24 Oct 2013

Great at Nothing

We’re seeing a lot of Windows 8 tablets or hybrids that are neither great tablets nor great laptops. I can imagine buying a Windows 8 tablet that’s a great tablet but a so-so laptop, because that would still be better than my iPad or Android tablet. I can also imagine buying a Windows 8 laptop that’s a great laptop but a so-so tablet, because that would still be better than my Retina Macbook.


But the current crop of Windows 8 are neither great tablets nor great laptops. Whether you’re in the market for a tablet or a laptop, you can find better options. No wonder the Windows 8 hybrids are not very successful.


Every company that brings out a Windows tablet or hybrid laptop should ask itself, “What is this good for? Is it a great laptop that also works to some extent as a tablet? Or is it great tablet that also works to some extent as a laptop?” If it’s neither, kill it.


If a device is meant to be a great laptop:
- it should have a comfortable, Macbook Pro-class keyboard, which means that the screen should be larger than 11 inches for it not to be cramped [1]. And it should be a traditional hardware keyboard, not a so-so “Touch keyboard” like the Surface has. Further, the keyboard should be included with the device rather than being a $150 add-on. Would you like it if you purchased a laptop and were told you had to spend $150 more for a keyboard? Oh, and the keyboard should be backlit.
- As a laptop, it should have a Thunderbolt or Mini DisplayPort output to connect to an external monitor, have multiple USB 3 ports, and an SD card slot.
- It should have a big, roomy trackpad, again like the Macbook Pro’s.
- It should have be comfortable to use on your lap.
- It should come with more than 128 GB of storage, since even 128GB is too cramped. Or, if you disagree with me, and argue that 128 is enough at the entry-level, that’s fine, but in that case there should at least 128 GB of storage, not 32 or 64.
- It should support full multitasking [2] so that you can, say, upload tens of GBs to Dropbox.
- A device that’s meant to be a laptop should let you get real work done, as you can on a PC and unlike, say, the Surface, which doesn’t run the apps you need, whether Microsoft Office, XCode or Visual Studio, Lightroom, Photoshop, or what have you. I understand that a new platform like Win RT won’t have apps overnight, but the bigger problem is that you can’t build PC-class apps using the Win RT APIs Microsoft introduced with Windows 8 – there’s no support for full multitasking. So, Windows 8 device manufacturers should stick with x86 for now, so that users can at least use the old Win32 apps. That would satisfy my criteria of a device being a great laptop.

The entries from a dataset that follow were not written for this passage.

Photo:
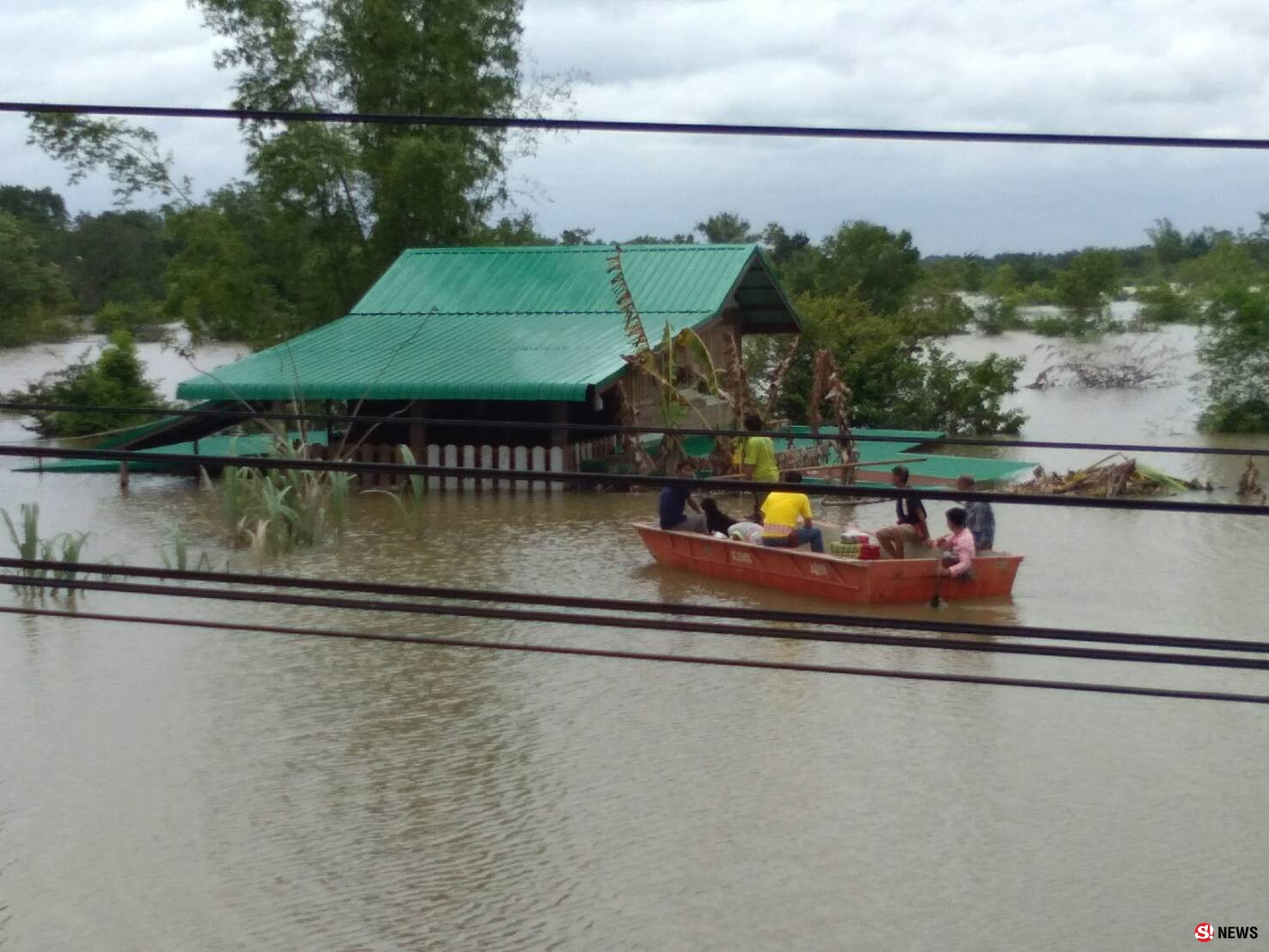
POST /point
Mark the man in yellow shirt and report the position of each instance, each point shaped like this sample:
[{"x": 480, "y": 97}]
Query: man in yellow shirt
[
  {"x": 757, "y": 455},
  {"x": 781, "y": 513}
]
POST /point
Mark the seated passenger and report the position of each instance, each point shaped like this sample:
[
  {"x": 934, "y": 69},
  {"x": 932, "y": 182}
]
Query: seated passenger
[
  {"x": 716, "y": 519},
  {"x": 958, "y": 547},
  {"x": 910, "y": 518},
  {"x": 675, "y": 500},
  {"x": 781, "y": 512}
]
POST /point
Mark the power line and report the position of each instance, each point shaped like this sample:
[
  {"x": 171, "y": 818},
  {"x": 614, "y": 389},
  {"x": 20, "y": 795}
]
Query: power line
[
  {"x": 599, "y": 428},
  {"x": 680, "y": 128},
  {"x": 603, "y": 621},
  {"x": 662, "y": 657},
  {"x": 622, "y": 604},
  {"x": 603, "y": 479}
]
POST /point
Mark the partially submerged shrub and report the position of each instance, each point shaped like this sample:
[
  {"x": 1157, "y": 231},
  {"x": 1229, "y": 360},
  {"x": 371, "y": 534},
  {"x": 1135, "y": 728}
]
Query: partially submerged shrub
[{"x": 276, "y": 510}]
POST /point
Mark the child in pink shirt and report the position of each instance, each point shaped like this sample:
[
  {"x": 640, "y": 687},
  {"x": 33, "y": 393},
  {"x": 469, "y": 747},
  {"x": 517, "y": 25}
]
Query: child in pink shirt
[{"x": 958, "y": 545}]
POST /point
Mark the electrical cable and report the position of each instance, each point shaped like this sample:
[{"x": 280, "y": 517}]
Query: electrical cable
[
  {"x": 635, "y": 606},
  {"x": 606, "y": 430},
  {"x": 607, "y": 621},
  {"x": 662, "y": 657},
  {"x": 680, "y": 128},
  {"x": 601, "y": 479}
]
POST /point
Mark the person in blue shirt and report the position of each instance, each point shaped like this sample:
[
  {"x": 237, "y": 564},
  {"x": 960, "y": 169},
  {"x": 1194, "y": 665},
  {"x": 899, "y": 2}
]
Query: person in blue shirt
[
  {"x": 979, "y": 518},
  {"x": 676, "y": 500}
]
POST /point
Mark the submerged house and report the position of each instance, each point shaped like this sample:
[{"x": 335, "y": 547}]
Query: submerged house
[{"x": 524, "y": 334}]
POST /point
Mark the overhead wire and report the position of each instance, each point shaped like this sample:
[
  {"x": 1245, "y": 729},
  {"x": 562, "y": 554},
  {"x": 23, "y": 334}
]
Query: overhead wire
[
  {"x": 616, "y": 430},
  {"x": 608, "y": 621},
  {"x": 640, "y": 607},
  {"x": 679, "y": 128},
  {"x": 529, "y": 648},
  {"x": 603, "y": 479}
]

On the other hand, if a device is meant to first and foremost be a tablet


- it should have a comfortable screen size for a tablet, rather than having a 10.something screen in the hope that it will be a serviceable (read: bad) laptop screen and a serviceable (bad) tablet screen. If you believe that 10.something inches makes for the best tablet experience, that’s fine, but not as a compromise between being a good tablet screen and a good laptop screen.
- A tablet should be thin, light and convenient to hold, ideally with one hand ,or at worst with two. If you have to place it on a table or other surface (pun not intended) to use it, it’s a bad tablet. The Surface 2 is even thicker than an ultrabook, to say nothing of tablets.


And then there are things that should be there across tablets and laptops, like:
- Retina displays
- thin and light
- great battery life, like around 10 hours.


Manufacturers should decide what they want to be great at and make sure they are in fact great at that, rather than flooding the market with a sea of compromises.



[1] That’s one of the problems with the 11-inch Macbook Air, but not with the 11.6-inch HP Chromebook 11.


[2] I think full multitasking is needed on tablets, too, but whether or not you agree with me, there’s no question it’s needed on a laptop.